P. J. Morgan (born April 9, 1940) is a Republican politician who currently serves as a member of the Douglas County Board of Commissioners from the 4th district. Morgan served as a member of the Nebraska Legislature from 1971 to 1972, as Mayor of Omaha from 1989 to 1994, and previously served on the County Commission from 1973 to 1977.

==Early life==
Morgan was born in 1940 in Omaha, Nebraska, and graduated from Westside High School in 1958. He attended the University of Omaha and relocated to Phoenix, Arizona, where he attended Phoenix Junior College. Morgan returned to Omaha in 1961 and opened a real estate company, which he expanded to a car-leasing business. In 1969, Morgan ran for one of the seven at-large seats on the Omaha City Council. In the primary election, he was one of the fourteen candidates who received the most votes, and advanced to the general election, and he narrowly lost the general election.

==Nebraska Legislature==
In 1970, State Senator Henry Pedersen Jr. opted to seek the Republican nomination for Lieutenant Governor rather than seek re-election, and Morgan ran to succeed him in the 4th district. Morgan competed in a crowded primary election, and won 25 percent of the vote, advancing to the general election against John E. Everroad Jr., the son of Lieutenant Governor John Everroad, who received 34 percent. In the general election, Morgan defeated Everroad in a landslide, receiving 64 percent of the vote.
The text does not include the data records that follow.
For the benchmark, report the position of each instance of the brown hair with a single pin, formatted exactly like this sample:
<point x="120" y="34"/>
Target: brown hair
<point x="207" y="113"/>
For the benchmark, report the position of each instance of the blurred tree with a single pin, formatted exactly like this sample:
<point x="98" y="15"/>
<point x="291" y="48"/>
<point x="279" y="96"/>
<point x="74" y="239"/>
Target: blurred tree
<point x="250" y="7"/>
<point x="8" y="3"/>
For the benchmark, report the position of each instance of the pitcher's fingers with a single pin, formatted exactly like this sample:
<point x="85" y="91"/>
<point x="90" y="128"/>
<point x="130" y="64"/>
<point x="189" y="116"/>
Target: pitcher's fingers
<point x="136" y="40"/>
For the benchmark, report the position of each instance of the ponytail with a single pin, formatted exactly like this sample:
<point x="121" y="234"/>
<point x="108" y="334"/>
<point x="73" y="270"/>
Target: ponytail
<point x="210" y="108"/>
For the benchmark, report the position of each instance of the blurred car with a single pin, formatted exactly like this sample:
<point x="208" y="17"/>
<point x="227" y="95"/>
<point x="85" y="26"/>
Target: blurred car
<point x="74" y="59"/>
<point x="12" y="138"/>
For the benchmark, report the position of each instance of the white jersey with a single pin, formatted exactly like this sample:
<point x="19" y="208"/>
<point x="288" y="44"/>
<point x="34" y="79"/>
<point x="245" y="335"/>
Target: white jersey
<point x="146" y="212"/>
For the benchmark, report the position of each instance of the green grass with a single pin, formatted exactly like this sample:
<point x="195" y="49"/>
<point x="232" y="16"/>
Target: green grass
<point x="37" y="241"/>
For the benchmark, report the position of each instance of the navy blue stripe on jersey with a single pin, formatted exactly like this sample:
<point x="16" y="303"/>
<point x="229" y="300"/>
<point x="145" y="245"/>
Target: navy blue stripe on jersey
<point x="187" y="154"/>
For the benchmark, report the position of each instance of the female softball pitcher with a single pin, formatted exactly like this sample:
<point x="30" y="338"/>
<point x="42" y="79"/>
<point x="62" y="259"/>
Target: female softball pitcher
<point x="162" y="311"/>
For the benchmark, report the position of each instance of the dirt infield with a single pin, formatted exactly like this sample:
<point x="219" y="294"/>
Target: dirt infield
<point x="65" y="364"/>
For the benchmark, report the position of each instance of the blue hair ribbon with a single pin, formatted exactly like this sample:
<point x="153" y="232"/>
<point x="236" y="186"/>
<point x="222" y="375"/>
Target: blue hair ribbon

==Douglas County Board of Commissioners==
Morgan announced that he would seek a position on the Douglas County Board of Commissioners, citing the need for "some Republican representation" on the board. He won the Republican primary, and won the general election by a wide margin. Governor J. James Exon appointed Democrat Richard Fellman as Morgan's successor. Morgan resigned effective on December 31, 1972, to enable his successor, Richard Fellman, to assume office earlier.

==1976 congressional campaign==
In 1976, Republican Congressman John Y. McCollister opted to unsuccessfully run for Senate rather than seek re-election, and Morgan ran to succeed him in the 2nd district. In the Republican primary, he faced Omaha City Councilman Monte Taylor, former television journalist Lee Terry, and electrical engineer Joe Moss. Morgan ultimately placed second in the primary, winning 25 percent of the vote to Terry's 47 percent. Terry went on to lose to Democrat John J. Cavanaugh.

==Mayor of Omaha==
Morgan ran for Mayor of Omaha in 1989, challenging incumbent Walt Calinger, the interim Mayor. Former Mayor Mike Boyle, who had been recalled in 1987, placed first in the primary election, winning 27 percent of the vote. Morgan narrowly defeated Calinger for second place, receiving 21 percent of the vote to Calinger's 20 percent. Morgan ultimately defeated Boyle, 53–45 percent.

In 1993, Morgan ran for re-election to a second term. He was challenged by three little-known opponents, and won 73 percent of the vote in the primary election, the largest percentage in city history. Environmental activist Isabel Cohen placed second with 11 percent of the vote, and advanced to the general election against Morgan. Morgan defeated Cohen in a landslide, winning 75 percent of the vote to her 25 percent.

On April 27, 1994, Morgan unexpectedly announced that he would resign as mayor, effective June 10, to become the president of Duncan Aviation, a Lincoln-based company. Morgan cited his desire to spend time with his family and his interest in the business opportunity.

==Return to the Douglas County Board==
On August 18, 2009, Douglas announced that he would run for the Douglas County Board of County Commissioners from the 4th district in 2010. He was elected unopposed, succeeding Commissioner Kyle Hutchings.

In advance of the 2011 recall election of Mayor Jim Suttle, Morgan was discussed as a possible candidate to succeed Suttle if he was recalled. However, Suttle narrowly prevailed in the election.

Morgan was re-elected to the Board without opposition in 2014, 2018, and 2022.